Immigration and Customs Enforcement (ICE) agents could wear body cameras on immigration patrols, a Republican senator has suggested, in a concession that could pave the way to an agreement on Capitol Hill to fund the much criticized agency.
Ron Johnson, a GOP senator from Wisconsin, said he did not “have a problem” with ICE officers wearing the cameras, one of the key demands made by Democrats who are currently blocking the agency’s financing.
“I don’t have a problem with that personally,” Johnson, the chair of the Senate’s homeland security committee, told CNN’s Dana Bash on the State of the Union program.
Wearing body cameras has been among the conditions attached by Democrats to agreeing to continued funding of the agency, whose operations have come under fierce scrutiny over its patrols in Minneapolis following the fatal shootings of two people, Alex Pretti and Renee Good.
Democratic senators have refused to vote for a spending bill that funds the Department of Homeland Security without reforms in the way ICE conducts patrols.
In addition to cameras, Chuck Schumer, the Democrats’ leader in the Senate, has called for an end to roving patrols and new rules requiring judicial warrants before entering people’s homes to carry out arrests.
He has also demanded that agents be prohibited from wearing masks and carry proper identification.
The list of demands also includes a universal code of conduct governing the use of force by federal law officers.
Schumer has called the proposed changes “commonsense changes”, adding: “If Republicans refuse to support them, they are choosing chaos over order, plain and simple.”
Agents have come under fierce criticism for arresting and pepper spraying demonstrators and observers who are filming or following them, activities that civil liberty lawyers insist is protected under the US constitution’s first amendment.
Johnson told CNN that agents were “on hair-trigger alert” and claimed some had been shot at and had their cars rammed by protesters.

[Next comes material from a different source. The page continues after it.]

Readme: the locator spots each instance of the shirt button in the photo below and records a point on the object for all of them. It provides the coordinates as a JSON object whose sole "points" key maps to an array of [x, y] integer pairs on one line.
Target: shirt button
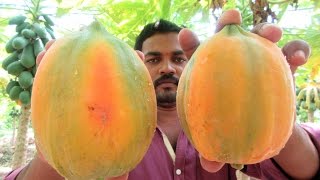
{"points": [[178, 171]]}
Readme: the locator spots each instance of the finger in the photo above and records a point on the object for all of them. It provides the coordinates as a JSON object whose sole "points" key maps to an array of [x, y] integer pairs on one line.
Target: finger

He conceded Bash’s point that wearing body cameras might serve to illuminate such situations.
But he rejected the call for judicial warrants, portraying that as the Democrats’ central demand and a “sneaky way” to derail Donald Trump’s immigration agenda.

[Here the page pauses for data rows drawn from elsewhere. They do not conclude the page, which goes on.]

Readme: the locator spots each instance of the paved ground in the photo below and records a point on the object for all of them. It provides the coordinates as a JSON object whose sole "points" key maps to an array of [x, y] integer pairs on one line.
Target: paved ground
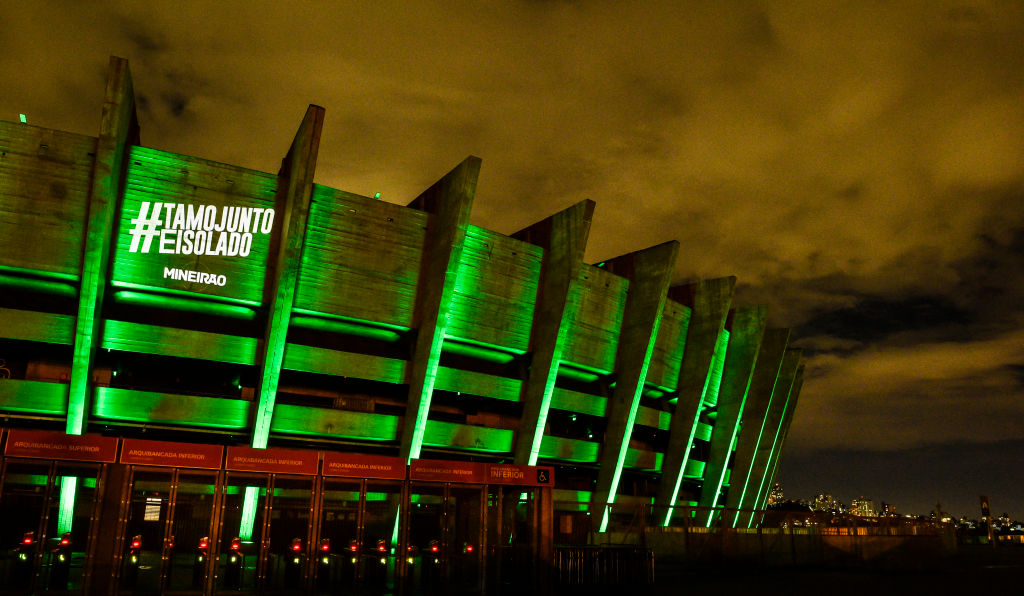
{"points": [[974, 570]]}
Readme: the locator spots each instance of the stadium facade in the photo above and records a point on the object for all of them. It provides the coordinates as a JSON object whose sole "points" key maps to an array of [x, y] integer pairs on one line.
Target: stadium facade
{"points": [[216, 379]]}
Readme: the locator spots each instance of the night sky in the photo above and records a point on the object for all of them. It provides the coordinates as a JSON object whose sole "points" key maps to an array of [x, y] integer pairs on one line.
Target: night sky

“This is immigration law that has always been adjudicated through … administrative judges,” he said. “We’ve got millions of cases backlogged. We’re talking about general criminal law. You’re talking probably hundreds of thousands of cases. We have millions of cases so demanding judicial warrants is their sneaky way of basically neutering our ability to enforce our immigration laws.”

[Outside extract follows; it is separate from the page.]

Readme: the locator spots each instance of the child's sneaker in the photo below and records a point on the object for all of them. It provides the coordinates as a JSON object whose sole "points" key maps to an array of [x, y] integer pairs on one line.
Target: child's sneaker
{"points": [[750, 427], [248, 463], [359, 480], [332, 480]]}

The Senate passed a package of five measures last Friday to fund government departments until next September, as well as a bill to continue homeland security operations for two weeks.
The House of Representatives will consider the legislation this week. Democrats in the House are expected to continue demands for reforms to ICE’s activities after its caucus met on Sunday to plot a strategy.
Hakeem Jeffries, the party’s leader in the House, echoed Schumer’s demands in an ABC interview on Sunday.
“ICE agents should conduct themselves like every other law enforcement agency in the country as opposed to running around – masked thugs, in many instances unleashing brutality on law-abiding American citizens,” he told the network’s This Week program. “What is clear is that the Department of Homeland Security needs to be dramatically reformed.”